7. These options, which vest 6.25% quarterly over a four-year period, were cancelled pursuant to the Merger Agreement in exchange for a cash payment of $60.40 per Share, representing the difference between the exercise price of the options and $102.00 per Share.
8. These performance restricted stock units were granted in 2013. Shares are earned based on the achievement of certain performance conditions, which are set forth in the applicable performance unit agreement. Pursuant to the Merger Agreement, such performance conditions were deemed to be achieved such that 100% of the Shares subject to performance restricted stock units granted in 2013 were earned. These performance restricted stock units were cancelled pursuant to the Merger Agreement in exchange for a cash payment of $102.00 per Share. Each performance restricted stock unit represents a contingent right to receive one share of Cubist common stock for no consideration. Performance restricted stock units do not expire.
9. These options, which vest 6.25% quarterly over a four-year period, were cancelled pursuant to the Merger Agreement in exchange for a cash payment of $56.10 per Share, representing the difference between the exercise price of the options and $102.00 per Share.
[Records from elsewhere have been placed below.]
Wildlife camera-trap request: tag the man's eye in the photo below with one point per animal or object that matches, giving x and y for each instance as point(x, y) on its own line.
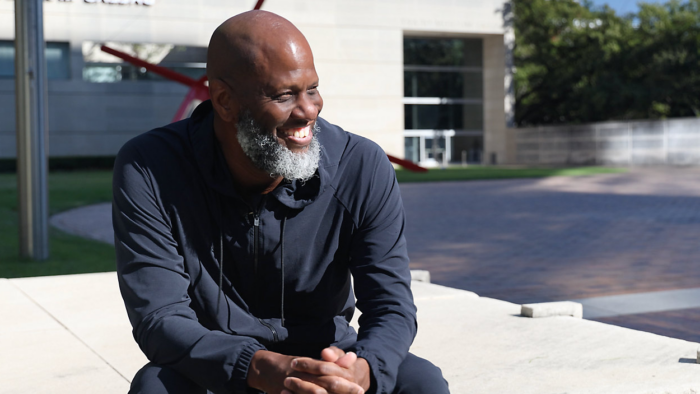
point(282, 97)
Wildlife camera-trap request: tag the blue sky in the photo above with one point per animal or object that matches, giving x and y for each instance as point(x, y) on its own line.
point(624, 6)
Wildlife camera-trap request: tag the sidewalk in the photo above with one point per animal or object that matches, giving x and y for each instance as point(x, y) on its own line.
point(70, 334)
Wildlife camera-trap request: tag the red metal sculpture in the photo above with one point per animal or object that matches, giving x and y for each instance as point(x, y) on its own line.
point(200, 92)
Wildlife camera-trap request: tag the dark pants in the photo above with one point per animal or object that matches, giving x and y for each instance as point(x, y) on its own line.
point(416, 376)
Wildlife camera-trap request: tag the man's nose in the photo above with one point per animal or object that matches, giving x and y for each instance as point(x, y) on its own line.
point(307, 106)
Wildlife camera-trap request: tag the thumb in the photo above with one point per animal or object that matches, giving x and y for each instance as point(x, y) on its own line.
point(331, 354)
point(347, 360)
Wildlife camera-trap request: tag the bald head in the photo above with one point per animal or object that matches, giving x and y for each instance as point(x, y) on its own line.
point(246, 44)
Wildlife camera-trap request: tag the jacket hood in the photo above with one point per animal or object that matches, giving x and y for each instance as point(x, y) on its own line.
point(293, 194)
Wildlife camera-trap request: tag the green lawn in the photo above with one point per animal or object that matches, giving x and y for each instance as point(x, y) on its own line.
point(72, 255)
point(69, 254)
point(482, 173)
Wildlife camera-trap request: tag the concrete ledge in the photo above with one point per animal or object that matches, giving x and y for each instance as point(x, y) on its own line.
point(549, 309)
point(70, 334)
10. These options, which vest 6.25% quarterly over a four-year period, were cancelled pursuant to the Merger Agreement in exchange for a cash payment of $28.45 per Share, representing the difference between the exercise price of the options and $102.00 per Share.
11. These performance restricted stock units were granted in 2014. Shares are earned based on the achievement of certain performance conditions, which are set forth in the applicable performance unit agreement. Pursuant to the Merger Agreement, such performance conditions were deemed to be achieved such that 83.33% of the maximum number of Shares deliverable under performance restricted stock units granted in 2014 were earned. These performance restricted stock units were cancelled pursuant to the Merger Agreement in exchange for a cash payment of $102.00 per Share. Each performance restricted stock unit represents a contingent right to receive one share of Cubist common stock for no consideration. Performance restricted stock units do not expire.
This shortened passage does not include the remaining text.